Маша с минуту рассматривала ларец, потом осторожно провела пальцами по одной из стенок.
— По-моему, это очень старая вещь, — сказала она. — Хантыйская…
— Почему так думаешь? — спросил я.
— Видишь, здесь резьба… Это сакральные хантыйские знаки. Их обычно наносят на священные деревья или изображения духов хантыйские шаманы.
— А для чего они служат?
— Ну, по-разному… Иногда для призвания каких-то сущностей, а иногда наоборот — для ограждения от них людей.
— Слушайте, дети мои, — громко вмешался Дюха, — давайте разберемся с этим позже, я жрать хочу!
— Хорошо, — сказал я, чувствуя не меньший голод, — давай завтра отнесем ларец в музей, позовем кого-нибудь из научных сотрудников, из тех, что в теме, и вскроем находку? Маша, сможешь найти подходящего спеца?
— Конечно. У нас работает замечательный специалист по культуре коренных народов Сибири, Иван Иванович Иванов, кандидат исторических наук.
— Его что, действительно так зовут?!
— Да… Он хант, у них часто такие имена и фамилии встречаются, — Маша посмотрела на меня удивленно.
Андрюха хохотнул и принялся накладывать себе в тарелку всё подряд.
— Почти как в анекдоте про шпиона получилось, — пояснил я и тоже занялся едой.
На следующий день мы встретились с Андрюхой у входа в краеведческий музей ровно в половине двенадцатого. Куваев наотрез отказался приходить раньше, заявив, что должен отоспаться за всю предыдущую неделю, иначе он сам превратится в мойпара и сожрет всех сотрудников музея, включая директора и ее возлюбленного. Маша сделала испуганные глаза и пообещала, что договорится с И. И. Ивановым именно на половину двенадцатого.
Мы пожали друг другу руки, почти официально, и чинно прошествовали за Машей в научное крыло здания. Маша провела нас в большой светлый кабинет, заставленный по периметру высокими книжными шкафами. За стеклом их солидно посверкивали тиснеными золотом и серебром корешки каких-то толстых, явно старинных книг, в основном с иностранными названиями. В центре кабинета располагался широкий стол в форме буквы «П», обтянутый темно-зеленым сукном. Кое-где на нем стояли деревянные пюпитры и подставки для чтения. С одного угла стол был оборудован дополнительной площадкой, тоже деревянной и возвышавшейся над столешницей на десяток сантиметров. С двух сторон над площадкой на специальных гибких кронштейнах прикреплялись лампы «теплого» света.
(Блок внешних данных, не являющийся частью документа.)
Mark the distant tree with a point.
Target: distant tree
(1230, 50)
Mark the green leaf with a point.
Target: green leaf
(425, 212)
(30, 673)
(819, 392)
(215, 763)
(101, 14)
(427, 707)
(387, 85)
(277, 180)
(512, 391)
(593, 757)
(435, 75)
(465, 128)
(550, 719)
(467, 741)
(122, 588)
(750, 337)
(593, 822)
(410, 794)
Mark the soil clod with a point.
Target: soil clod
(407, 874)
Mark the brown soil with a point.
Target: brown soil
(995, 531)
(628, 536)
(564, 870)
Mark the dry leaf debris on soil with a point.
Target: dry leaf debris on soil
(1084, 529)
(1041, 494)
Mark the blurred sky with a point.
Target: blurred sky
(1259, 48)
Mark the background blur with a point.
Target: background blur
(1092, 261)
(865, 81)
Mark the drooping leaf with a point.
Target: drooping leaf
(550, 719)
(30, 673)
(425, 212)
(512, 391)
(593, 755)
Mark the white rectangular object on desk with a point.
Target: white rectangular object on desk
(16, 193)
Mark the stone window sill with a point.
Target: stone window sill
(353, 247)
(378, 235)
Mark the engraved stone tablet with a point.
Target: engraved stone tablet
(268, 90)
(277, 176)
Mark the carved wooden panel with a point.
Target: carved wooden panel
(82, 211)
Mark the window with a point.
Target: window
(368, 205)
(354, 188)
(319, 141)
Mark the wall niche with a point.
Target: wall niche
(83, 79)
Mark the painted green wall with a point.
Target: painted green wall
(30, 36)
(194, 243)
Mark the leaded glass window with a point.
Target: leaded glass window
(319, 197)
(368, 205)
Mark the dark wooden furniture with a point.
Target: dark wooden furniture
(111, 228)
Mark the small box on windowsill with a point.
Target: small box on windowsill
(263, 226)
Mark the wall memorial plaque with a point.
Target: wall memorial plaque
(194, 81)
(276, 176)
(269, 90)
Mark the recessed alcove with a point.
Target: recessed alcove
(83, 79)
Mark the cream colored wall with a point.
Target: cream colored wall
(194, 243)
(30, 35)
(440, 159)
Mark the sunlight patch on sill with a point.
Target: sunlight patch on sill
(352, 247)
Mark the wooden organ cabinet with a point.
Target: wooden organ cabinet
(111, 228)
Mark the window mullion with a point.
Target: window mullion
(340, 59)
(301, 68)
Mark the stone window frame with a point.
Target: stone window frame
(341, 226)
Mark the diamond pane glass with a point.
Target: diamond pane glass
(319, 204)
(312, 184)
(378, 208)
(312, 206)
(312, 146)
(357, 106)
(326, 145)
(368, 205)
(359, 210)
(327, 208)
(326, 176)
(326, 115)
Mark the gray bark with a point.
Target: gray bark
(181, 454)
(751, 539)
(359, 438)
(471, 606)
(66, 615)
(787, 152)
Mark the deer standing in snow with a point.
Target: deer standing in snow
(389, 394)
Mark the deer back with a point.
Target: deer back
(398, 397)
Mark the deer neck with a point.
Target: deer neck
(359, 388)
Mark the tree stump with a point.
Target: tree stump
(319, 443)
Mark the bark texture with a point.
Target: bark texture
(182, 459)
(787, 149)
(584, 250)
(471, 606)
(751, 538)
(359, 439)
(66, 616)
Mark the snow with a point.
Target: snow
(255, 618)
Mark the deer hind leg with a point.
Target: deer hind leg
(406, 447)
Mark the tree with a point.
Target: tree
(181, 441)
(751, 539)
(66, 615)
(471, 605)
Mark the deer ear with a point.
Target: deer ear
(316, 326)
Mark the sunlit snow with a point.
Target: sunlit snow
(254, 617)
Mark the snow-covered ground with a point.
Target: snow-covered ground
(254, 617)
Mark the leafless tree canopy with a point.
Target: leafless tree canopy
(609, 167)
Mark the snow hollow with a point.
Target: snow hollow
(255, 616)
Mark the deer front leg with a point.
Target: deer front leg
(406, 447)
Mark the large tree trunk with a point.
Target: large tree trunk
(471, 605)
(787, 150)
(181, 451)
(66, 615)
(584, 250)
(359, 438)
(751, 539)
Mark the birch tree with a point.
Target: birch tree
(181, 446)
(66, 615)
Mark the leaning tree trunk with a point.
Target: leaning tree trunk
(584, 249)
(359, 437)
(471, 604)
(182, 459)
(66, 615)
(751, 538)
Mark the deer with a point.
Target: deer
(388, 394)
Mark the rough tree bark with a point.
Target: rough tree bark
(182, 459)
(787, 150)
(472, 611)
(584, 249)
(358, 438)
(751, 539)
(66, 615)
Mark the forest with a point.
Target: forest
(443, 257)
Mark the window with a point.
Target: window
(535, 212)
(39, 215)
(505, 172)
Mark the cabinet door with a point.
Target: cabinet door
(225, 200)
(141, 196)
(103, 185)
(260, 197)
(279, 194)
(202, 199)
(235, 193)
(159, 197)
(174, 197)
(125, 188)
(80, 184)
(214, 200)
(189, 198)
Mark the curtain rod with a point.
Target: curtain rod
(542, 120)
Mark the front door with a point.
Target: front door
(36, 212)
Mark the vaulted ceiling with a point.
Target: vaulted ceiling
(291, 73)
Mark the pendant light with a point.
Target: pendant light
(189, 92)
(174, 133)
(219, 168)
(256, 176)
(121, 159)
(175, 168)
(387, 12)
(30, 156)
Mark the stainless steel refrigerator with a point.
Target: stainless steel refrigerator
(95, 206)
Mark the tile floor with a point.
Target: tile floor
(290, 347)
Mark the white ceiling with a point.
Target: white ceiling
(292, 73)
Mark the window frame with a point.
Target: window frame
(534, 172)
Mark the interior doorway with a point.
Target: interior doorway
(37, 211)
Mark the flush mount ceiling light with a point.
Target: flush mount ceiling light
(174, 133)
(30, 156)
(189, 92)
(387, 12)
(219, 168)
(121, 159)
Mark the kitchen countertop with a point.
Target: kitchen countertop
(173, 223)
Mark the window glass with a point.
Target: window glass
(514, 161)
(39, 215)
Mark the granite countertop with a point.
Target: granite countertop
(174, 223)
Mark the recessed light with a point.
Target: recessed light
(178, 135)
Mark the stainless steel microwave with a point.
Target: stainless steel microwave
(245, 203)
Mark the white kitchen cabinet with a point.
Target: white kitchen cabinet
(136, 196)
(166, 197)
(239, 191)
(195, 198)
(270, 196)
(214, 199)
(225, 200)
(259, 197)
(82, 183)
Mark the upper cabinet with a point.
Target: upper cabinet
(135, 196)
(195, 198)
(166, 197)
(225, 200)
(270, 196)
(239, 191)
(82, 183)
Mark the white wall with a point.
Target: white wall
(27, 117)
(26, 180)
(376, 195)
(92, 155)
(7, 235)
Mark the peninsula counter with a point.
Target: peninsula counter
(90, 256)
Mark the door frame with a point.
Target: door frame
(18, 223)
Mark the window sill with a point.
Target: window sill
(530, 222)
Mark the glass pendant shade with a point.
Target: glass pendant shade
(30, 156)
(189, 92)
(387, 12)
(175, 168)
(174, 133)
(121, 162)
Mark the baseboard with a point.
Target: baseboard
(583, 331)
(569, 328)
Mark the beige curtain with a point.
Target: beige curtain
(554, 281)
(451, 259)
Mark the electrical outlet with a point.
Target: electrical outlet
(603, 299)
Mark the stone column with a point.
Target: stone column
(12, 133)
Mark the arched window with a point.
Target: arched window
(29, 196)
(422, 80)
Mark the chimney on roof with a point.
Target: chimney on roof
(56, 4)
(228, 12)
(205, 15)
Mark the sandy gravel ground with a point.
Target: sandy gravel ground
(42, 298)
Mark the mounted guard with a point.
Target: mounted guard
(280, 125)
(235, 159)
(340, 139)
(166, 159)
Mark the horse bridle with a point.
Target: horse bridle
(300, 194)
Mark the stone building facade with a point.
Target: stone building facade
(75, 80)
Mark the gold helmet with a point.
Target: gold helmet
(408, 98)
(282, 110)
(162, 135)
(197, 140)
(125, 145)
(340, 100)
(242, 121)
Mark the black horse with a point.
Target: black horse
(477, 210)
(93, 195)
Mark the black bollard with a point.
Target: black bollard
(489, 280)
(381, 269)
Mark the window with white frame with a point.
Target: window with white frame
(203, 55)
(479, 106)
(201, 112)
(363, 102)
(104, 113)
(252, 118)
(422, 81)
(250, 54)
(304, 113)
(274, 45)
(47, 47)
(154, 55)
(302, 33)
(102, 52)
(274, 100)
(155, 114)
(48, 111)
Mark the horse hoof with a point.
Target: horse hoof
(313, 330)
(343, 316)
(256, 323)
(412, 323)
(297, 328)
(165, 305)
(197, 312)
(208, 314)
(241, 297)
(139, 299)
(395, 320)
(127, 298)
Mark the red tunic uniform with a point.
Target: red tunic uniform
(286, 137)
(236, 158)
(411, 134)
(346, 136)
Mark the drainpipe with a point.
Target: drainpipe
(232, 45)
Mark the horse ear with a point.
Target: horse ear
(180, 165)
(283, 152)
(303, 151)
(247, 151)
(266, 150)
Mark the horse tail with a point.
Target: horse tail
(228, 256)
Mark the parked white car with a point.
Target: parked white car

— Кладите свою находку сюда, — показала на нее Маша. — Иван Иваныч сейчас подойдет.
Я положил ларец на площадку, Маша включила освещение — получился бестеневой круг, в центре которого оказался загадочный сэн лыпийн. На секунду мне почудилось, что ларец засветился сам — сочным медвяным светом, на миг очень четко проступили все символы на его боках и крышке, и вдруг он с еле слышным щелчком раскрылся! Сам!